医療保険などの生命保険に加入する際は、比較検討をしっかり行うことが大切です。選択肢も大手の保険会社だけでなく、インターネット系・ダイレクト系の生命保険会社まで広げるとなおよいでしょう。

注意したいのは、保険料だけ比較するのではなく、保障内容をしっかり確認することです。

私たちはあくまで「保障が欲しくて保険に加入する」のであって、保険料から先に考えてしまっては本末転倒です。保障内容をしっかり確認し、次に保険料を比較するようにしましょう。

公的保障も考慮し、必要な保障だけに加入する

保険選びには自分に必要な保障を知ることが不可欠です。そのために、まずは誰でも受けられる公的な保障を考慮しましょう。

私たちが加入する公的健康保険にもケガや病気に備える仕組みがあります。「高額療養制度」では治療費が一定以上にならないようにしてくれますし、ケガや病気で働けなくなったときは「傷病手当金」や「労災保険金」が支給されます。

「ケガや病気への備えは最初から持っている」ことを認識し、医療保険への加入は公的保障が保障しない部分をカバーするイメージで検討しましょう。

平均に合わせるより自分に必要な保障を選ぶ

「他の人がどれくらい保険にお金を掛けているか」というのは気になってしまいますよね。
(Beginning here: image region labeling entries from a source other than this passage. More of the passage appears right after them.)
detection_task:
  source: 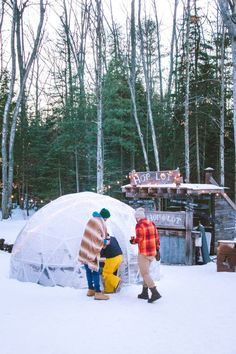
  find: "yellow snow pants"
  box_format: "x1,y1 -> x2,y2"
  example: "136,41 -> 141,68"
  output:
102,255 -> 123,293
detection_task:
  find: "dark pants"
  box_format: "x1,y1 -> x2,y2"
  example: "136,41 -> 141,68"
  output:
84,264 -> 101,293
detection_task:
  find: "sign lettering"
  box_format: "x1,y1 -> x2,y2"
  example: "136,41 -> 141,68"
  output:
146,211 -> 186,229
129,168 -> 182,186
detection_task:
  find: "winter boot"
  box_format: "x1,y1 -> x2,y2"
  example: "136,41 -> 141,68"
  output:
94,292 -> 109,300
87,289 -> 95,296
148,286 -> 161,303
138,286 -> 149,300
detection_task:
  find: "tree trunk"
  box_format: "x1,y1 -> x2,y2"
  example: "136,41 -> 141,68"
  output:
184,0 -> 190,182
167,0 -> 179,111
2,2 -> 16,219
127,0 -> 149,171
220,25 -> 225,186
96,0 -> 104,194
153,0 -> 164,102
2,0 -> 45,218
218,0 -> 236,201
138,0 -> 160,171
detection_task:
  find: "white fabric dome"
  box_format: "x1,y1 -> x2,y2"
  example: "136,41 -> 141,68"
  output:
10,192 -> 138,288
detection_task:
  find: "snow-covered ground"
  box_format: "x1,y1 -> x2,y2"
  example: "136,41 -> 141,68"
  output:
0,207 -> 236,354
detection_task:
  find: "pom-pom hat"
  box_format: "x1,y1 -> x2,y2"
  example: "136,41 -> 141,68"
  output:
100,208 -> 111,219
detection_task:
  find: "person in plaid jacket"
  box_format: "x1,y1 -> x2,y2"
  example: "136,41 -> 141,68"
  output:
130,208 -> 161,303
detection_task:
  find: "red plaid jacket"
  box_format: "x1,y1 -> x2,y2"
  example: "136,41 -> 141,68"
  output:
134,219 -> 160,256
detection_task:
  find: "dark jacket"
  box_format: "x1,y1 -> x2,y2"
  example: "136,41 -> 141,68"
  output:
101,236 -> 122,258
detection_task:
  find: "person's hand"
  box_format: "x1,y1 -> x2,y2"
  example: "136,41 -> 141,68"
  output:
155,250 -> 161,262
129,236 -> 135,245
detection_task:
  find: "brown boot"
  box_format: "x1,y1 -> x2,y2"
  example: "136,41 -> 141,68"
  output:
87,289 -> 95,296
94,292 -> 109,300
148,286 -> 161,303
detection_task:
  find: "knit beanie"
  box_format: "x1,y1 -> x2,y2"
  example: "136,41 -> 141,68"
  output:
100,208 -> 111,219
134,208 -> 145,219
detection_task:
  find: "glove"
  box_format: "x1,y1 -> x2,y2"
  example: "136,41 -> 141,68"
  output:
155,250 -> 161,262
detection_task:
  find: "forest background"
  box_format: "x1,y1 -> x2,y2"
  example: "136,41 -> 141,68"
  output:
0,0 -> 236,218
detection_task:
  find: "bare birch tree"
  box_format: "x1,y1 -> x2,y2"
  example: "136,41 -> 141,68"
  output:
218,0 -> 236,200
138,0 -> 160,171
2,0 -> 45,219
167,0 -> 179,107
96,0 -> 104,194
128,0 -> 149,171
220,25 -> 225,186
184,0 -> 190,182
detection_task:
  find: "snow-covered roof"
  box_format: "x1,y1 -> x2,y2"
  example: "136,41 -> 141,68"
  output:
121,183 -> 224,194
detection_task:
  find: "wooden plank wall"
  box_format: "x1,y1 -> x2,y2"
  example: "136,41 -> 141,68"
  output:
215,196 -> 236,253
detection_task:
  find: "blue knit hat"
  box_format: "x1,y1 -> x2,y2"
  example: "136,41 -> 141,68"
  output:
100,208 -> 111,219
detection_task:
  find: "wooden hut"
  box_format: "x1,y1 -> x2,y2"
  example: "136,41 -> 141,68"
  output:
122,168 -> 236,265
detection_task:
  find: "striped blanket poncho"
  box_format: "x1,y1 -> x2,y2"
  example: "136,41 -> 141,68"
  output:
78,217 -> 107,272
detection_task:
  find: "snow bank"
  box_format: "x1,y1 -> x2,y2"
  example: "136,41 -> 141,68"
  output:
10,192 -> 142,288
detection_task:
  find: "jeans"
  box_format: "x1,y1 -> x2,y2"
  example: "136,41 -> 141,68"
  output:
84,264 -> 101,293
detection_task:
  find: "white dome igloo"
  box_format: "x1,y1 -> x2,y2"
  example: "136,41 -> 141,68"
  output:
10,192 -> 138,288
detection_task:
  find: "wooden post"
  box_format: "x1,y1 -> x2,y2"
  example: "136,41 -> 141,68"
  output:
204,167 -> 214,184
185,209 -> 193,265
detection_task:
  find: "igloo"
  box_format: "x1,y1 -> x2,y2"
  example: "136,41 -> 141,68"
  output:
10,192 -> 141,288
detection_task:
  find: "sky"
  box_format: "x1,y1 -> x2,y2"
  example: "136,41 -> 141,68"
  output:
0,206 -> 236,354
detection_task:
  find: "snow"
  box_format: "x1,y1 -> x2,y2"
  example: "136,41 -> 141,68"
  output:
0,206 -> 236,354
10,192 -> 138,288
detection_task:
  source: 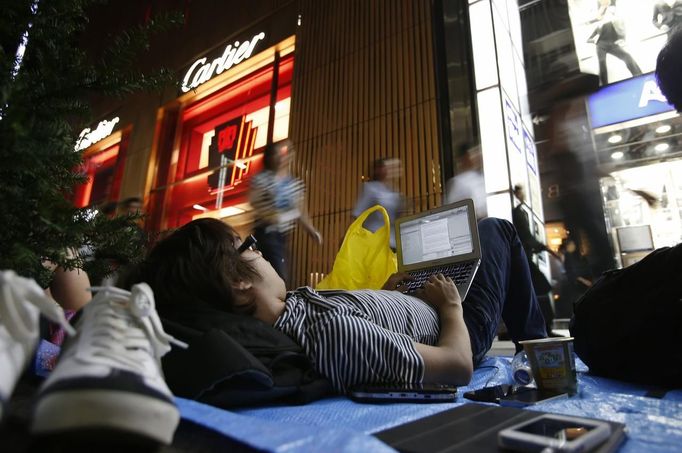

ただ、保険の加入は保険料ではなく保障内容で決めるべきで、ましてや他人の保険料に合わせて保険を決めるのはやめましょう。

必要な保障は人によって違います。公的な保障を考え、自分にどんな保障が必要なのか慎重に考えましょう。そして保険の加入の際は、保険商品同士をしっかり比較検討し、コスパのよいものを選ぶようにしましょう。